Complete unscientific incling, but seems to hold out a lot of the time - if
you HAVE to finish things.

------
lionhearted
> So, for the last 30 days, my mission has been to finish stuff. It's amazing
> how much change this one small item has made, every day, both 'in real life'
> as well as in all the online stuff it looks like there is a way to reach
> that 100% complete state after all.

Strange - I set a very similar goal a month ago. Actually, two goals. One is
to finish stuff.

The other is I want to become "prolific" in general - I want to do a hell of a
lot of stuff at 60% good, and make a sequel if the 60% good version is a hit.

I just saw this today:

> The main theory proposed by Simonton is that creative genius is simply a
> product of random and possibly unrelated ideas being combined in an
> interesting way through the combinatorial process. Simonton then makes a
> series of assumptions. From his theory and the assumptions, he concludes the
> existence of the equal-odds rule, which has been supported by empirical
> data. The equal-odds rule says that the average publication of any
> particular scientist does not have any statistically different chance of
> having more of an impact than any other scientist's average publication. In
> other words, those scientists who create publications with the most impact,
> also create publications with the least impact, and when great publications
> that make a huge impact are created, it is just a result of "trying" enough
> times.
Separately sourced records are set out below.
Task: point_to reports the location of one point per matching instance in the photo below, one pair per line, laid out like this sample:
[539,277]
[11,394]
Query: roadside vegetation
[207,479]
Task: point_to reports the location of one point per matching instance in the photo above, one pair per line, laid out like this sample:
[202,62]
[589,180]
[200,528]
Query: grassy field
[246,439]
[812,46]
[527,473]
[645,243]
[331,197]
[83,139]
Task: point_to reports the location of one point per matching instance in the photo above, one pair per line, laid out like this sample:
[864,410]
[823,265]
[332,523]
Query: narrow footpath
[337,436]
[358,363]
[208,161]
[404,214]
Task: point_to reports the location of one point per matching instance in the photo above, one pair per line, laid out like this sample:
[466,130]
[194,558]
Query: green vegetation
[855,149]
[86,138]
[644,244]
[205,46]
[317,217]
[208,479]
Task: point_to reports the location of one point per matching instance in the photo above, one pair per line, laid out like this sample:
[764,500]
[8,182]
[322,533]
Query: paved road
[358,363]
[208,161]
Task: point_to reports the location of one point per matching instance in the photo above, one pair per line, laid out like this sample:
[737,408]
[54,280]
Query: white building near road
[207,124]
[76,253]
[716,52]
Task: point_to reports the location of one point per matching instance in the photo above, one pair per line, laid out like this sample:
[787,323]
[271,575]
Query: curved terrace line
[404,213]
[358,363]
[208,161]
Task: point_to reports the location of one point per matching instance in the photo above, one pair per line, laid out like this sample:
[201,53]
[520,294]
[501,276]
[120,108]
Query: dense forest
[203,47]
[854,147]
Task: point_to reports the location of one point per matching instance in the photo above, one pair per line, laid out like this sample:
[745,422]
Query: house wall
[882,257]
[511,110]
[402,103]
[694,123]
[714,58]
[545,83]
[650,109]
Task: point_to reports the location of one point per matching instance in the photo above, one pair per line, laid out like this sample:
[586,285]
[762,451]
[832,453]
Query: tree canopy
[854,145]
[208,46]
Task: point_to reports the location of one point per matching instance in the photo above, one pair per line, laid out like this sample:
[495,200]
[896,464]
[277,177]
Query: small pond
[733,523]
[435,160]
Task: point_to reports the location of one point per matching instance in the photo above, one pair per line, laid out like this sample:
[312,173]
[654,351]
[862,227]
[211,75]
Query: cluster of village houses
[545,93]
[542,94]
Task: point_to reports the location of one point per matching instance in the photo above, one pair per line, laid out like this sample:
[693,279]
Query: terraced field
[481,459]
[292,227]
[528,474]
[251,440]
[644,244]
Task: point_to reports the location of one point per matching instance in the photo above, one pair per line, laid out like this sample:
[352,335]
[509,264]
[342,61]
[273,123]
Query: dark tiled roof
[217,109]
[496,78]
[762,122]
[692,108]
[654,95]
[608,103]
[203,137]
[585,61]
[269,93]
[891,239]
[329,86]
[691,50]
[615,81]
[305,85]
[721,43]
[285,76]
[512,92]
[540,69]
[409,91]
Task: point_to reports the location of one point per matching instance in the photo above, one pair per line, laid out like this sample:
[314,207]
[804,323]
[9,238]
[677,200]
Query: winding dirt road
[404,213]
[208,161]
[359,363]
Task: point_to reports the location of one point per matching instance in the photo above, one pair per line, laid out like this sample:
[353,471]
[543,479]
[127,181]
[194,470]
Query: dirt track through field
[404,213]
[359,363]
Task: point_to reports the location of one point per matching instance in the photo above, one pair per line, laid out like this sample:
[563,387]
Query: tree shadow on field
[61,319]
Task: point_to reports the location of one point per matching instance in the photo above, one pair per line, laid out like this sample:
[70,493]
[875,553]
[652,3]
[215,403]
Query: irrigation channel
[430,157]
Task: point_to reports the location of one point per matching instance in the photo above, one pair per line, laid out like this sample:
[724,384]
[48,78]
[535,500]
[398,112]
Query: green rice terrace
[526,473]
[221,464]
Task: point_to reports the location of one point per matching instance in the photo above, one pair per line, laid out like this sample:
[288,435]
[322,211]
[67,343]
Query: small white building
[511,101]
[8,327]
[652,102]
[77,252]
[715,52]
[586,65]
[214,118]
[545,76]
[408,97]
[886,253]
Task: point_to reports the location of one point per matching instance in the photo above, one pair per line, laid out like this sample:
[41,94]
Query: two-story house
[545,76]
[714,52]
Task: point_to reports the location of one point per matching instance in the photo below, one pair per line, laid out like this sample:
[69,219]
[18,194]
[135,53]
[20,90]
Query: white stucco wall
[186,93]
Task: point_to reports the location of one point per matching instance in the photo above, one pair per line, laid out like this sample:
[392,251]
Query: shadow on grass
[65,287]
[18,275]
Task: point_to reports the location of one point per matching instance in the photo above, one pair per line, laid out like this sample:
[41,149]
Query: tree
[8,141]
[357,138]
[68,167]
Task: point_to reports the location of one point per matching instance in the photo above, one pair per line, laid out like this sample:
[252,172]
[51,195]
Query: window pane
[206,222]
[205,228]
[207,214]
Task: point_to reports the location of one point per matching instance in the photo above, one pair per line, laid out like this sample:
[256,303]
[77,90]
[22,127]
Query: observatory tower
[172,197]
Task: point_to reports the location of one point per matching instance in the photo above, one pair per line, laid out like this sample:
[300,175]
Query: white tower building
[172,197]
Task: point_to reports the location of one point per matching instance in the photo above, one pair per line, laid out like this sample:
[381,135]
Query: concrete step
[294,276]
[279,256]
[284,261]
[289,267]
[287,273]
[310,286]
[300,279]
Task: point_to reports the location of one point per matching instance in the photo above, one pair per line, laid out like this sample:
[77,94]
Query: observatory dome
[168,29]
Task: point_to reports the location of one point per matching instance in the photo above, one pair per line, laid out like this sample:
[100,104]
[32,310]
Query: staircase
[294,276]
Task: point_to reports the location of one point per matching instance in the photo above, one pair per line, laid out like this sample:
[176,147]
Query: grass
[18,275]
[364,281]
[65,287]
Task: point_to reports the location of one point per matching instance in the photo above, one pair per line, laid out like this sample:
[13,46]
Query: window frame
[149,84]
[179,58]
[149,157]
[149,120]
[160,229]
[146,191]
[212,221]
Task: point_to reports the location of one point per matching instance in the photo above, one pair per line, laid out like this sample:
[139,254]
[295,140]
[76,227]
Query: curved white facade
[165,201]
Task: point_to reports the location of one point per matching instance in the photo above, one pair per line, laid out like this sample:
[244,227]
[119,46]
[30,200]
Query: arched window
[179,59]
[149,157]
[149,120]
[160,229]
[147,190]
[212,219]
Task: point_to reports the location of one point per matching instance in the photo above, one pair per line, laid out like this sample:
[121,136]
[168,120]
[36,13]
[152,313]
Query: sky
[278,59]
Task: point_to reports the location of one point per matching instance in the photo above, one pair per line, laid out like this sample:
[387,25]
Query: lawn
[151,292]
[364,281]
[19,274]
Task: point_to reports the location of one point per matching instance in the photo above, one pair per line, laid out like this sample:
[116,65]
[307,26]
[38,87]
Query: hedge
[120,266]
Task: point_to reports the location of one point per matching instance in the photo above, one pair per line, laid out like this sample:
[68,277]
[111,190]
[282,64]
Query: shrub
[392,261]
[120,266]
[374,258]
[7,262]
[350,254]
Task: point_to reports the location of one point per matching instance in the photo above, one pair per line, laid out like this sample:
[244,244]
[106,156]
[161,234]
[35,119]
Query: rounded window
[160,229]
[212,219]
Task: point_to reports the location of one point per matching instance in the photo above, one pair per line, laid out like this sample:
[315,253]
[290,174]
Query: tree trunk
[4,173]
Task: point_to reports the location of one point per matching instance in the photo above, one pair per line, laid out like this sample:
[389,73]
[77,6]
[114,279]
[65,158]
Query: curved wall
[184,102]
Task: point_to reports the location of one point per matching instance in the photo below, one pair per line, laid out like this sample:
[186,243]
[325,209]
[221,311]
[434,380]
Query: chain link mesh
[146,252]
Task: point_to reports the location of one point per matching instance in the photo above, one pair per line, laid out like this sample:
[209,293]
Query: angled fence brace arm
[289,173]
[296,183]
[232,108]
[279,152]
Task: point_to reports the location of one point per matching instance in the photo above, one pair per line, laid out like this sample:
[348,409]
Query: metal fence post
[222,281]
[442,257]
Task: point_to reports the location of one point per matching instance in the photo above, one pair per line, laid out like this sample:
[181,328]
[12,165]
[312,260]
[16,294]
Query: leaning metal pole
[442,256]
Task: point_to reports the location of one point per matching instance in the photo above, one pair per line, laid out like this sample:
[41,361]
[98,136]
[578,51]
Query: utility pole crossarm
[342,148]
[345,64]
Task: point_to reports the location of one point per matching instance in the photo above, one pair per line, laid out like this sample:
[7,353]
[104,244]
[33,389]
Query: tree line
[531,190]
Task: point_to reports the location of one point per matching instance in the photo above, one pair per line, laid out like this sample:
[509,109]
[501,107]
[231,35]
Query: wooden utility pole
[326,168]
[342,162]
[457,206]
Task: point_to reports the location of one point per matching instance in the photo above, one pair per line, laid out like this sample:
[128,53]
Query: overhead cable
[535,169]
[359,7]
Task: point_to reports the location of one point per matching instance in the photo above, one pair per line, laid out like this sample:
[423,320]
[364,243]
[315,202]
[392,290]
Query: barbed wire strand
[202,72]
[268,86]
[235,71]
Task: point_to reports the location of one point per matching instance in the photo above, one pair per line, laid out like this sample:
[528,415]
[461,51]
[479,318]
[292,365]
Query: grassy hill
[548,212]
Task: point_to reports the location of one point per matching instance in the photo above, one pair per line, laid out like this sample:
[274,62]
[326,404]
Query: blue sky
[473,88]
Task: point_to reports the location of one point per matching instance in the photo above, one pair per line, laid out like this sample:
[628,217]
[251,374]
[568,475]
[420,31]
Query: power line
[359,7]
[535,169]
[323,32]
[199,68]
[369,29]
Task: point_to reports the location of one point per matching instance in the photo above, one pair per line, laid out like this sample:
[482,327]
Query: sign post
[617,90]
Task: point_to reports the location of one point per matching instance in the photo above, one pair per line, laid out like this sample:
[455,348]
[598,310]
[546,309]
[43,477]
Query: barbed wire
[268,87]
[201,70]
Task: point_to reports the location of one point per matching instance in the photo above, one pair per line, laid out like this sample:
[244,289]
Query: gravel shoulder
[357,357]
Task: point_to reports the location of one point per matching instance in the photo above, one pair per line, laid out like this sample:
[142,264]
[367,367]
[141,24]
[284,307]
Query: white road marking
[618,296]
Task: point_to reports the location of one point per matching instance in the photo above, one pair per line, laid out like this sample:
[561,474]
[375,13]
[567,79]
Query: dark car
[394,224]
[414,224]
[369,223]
This is an indication that chance plays a larger role in scientific
> creativity than previously theorized.

Submitted it here but it didn't take:
<http://news.ycombinator.com/item?id=1487777>

I'd like to finish more, but I'd also like to ship more stuff when it's 60%.
I'm using 60% in the sense of, "When you're 90% done, you're half finished."
I'd like to put a fast coat of paint on 90% done/half-finished stuff and get
it out the door, then be on to the next thing.

Edit: I think wanting to finish things and being comfortable calling something
finished at 60-90% done are basically two sides of the same coin, they're both
ways to eliminate this feeling:

> That way I can stop worrying about still having to do all that stuff too.

So you can either take immediate, decisive action to fix something, or you can
be comfortable ignoring it knowing that you're doing a hell of a lot of
valuable stuff good enough, and giving yourself a blessing for shipping the
good enough version _and moving on without letting it bother you_.